Certainly not us as parents and certainly not our children who are 'force fed' a diet of irrelevant information for any length of time prior to an obsolete exam brought in as part of the 1944 education act!!

How can anyone truly select students for an educational system based on the results of a test that has zero relevance to their work and achievement at Primary school, and, more importantly, zero relevance to the work and skills they will do and require at Secondary and beyond. The skills our kids will need in the future are profoundly different to those required in the post war years!

Surely this is a big con? It seems that the only people who really benefit are the handful of tutors who are making very good money.
As adults and parents, (yes, i include myself as we too bought into the madness!) we are merely perpetuating the myth that this test is relevant in the modern age.

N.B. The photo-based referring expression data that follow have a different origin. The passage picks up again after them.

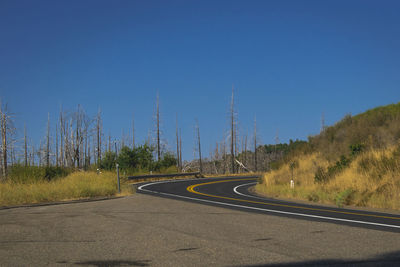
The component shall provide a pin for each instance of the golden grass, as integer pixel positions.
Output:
(77, 185)
(376, 186)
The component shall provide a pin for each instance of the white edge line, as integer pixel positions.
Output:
(261, 209)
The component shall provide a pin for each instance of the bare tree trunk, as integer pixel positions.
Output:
(177, 145)
(245, 151)
(123, 139)
(62, 129)
(224, 156)
(109, 142)
(233, 143)
(4, 141)
(199, 145)
(25, 147)
(180, 149)
(255, 144)
(158, 128)
(48, 141)
(56, 145)
(133, 131)
(98, 130)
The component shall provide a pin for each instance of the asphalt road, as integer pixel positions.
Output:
(233, 193)
(147, 230)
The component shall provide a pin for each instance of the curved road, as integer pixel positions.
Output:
(232, 192)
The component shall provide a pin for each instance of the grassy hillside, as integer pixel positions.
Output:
(354, 162)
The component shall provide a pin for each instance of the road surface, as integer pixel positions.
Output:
(233, 193)
(147, 230)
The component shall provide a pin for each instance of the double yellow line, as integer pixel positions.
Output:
(192, 187)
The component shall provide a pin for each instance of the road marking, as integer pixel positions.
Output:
(191, 189)
(260, 209)
(237, 192)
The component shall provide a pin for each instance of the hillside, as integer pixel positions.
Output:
(354, 162)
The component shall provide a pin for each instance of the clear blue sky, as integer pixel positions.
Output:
(289, 61)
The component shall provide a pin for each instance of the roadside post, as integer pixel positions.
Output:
(119, 186)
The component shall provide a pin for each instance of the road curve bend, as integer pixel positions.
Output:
(232, 192)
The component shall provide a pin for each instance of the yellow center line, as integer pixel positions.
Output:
(192, 187)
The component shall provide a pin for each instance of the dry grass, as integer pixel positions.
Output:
(371, 180)
(77, 185)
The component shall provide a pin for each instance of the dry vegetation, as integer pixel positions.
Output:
(327, 172)
(76, 185)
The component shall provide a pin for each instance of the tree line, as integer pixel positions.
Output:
(77, 141)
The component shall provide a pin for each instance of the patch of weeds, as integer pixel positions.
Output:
(344, 198)
(314, 197)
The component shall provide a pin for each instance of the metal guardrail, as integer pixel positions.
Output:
(138, 177)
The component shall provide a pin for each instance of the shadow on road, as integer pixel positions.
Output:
(389, 259)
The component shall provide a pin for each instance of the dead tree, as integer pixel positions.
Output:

Let me put it another way, would we be happy going for a job interview where we were asked no questions about our areas of expertise, and no questions based on the job we were potentially being employed for? I think not!

I am not against selection as a process, but surely there is so much data available on student performance these days even in KS2, that the necessity for a random test that requires specialist tuition creates an inherently unfair system from the outset. Those who can do; those who can't get tutored!

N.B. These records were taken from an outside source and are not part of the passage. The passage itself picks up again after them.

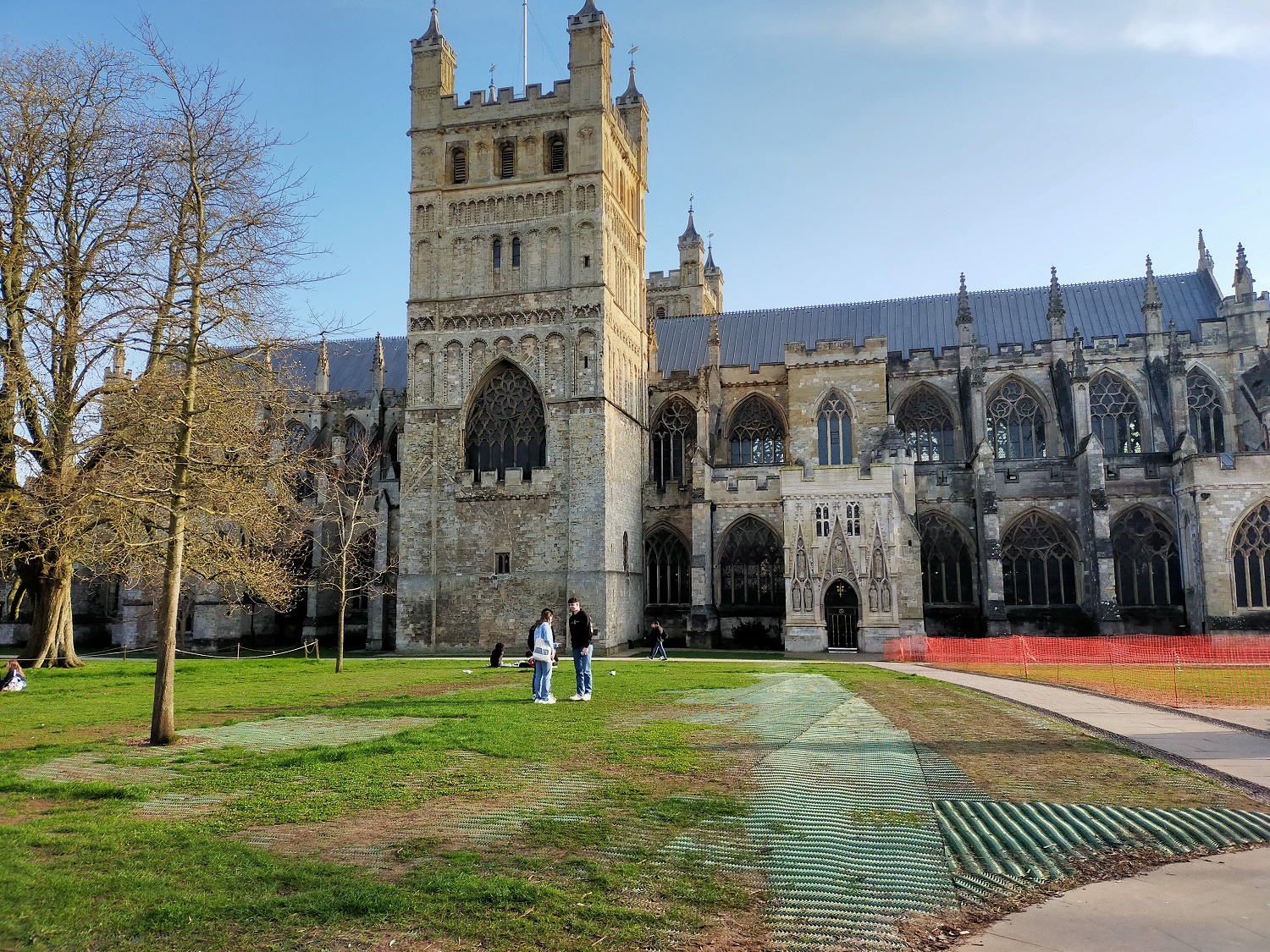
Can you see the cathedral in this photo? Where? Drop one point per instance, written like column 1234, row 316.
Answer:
column 559, row 421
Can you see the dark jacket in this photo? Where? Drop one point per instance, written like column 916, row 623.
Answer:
column 581, row 631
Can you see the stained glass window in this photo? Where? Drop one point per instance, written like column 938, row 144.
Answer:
column 1038, row 564
column 1016, row 423
column 1147, row 568
column 507, row 426
column 1114, row 415
column 757, row 434
column 927, row 426
column 752, row 565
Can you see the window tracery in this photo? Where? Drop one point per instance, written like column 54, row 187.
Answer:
column 927, row 426
column 1036, row 564
column 1251, row 553
column 667, row 565
column 752, row 566
column 507, row 426
column 833, row 431
column 1114, row 415
column 1147, row 565
column 1206, row 421
column 757, row 434
column 673, row 441
column 1016, row 423
column 947, row 564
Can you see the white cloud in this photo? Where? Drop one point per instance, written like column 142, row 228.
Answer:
column 1239, row 28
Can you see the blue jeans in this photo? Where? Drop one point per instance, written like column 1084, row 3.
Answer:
column 541, row 680
column 582, row 668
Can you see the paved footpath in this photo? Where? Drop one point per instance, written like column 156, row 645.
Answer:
column 1212, row 904
column 1231, row 751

How many students who are intensively tutored for 'the test', go on to pass, and then struggle at the GS because they do not have the academic grounding in literacy or numeracy required to cope with KS3 work.
Let students be selected based on their English & Maths ability, and not on a test that bears no relevance to their future or previous education. If tutors are employed to help, at least the key skills of our kids will be enhanced!

Ban the test! Invest in our kids' academic future, not the 11+ myth.

Rant over!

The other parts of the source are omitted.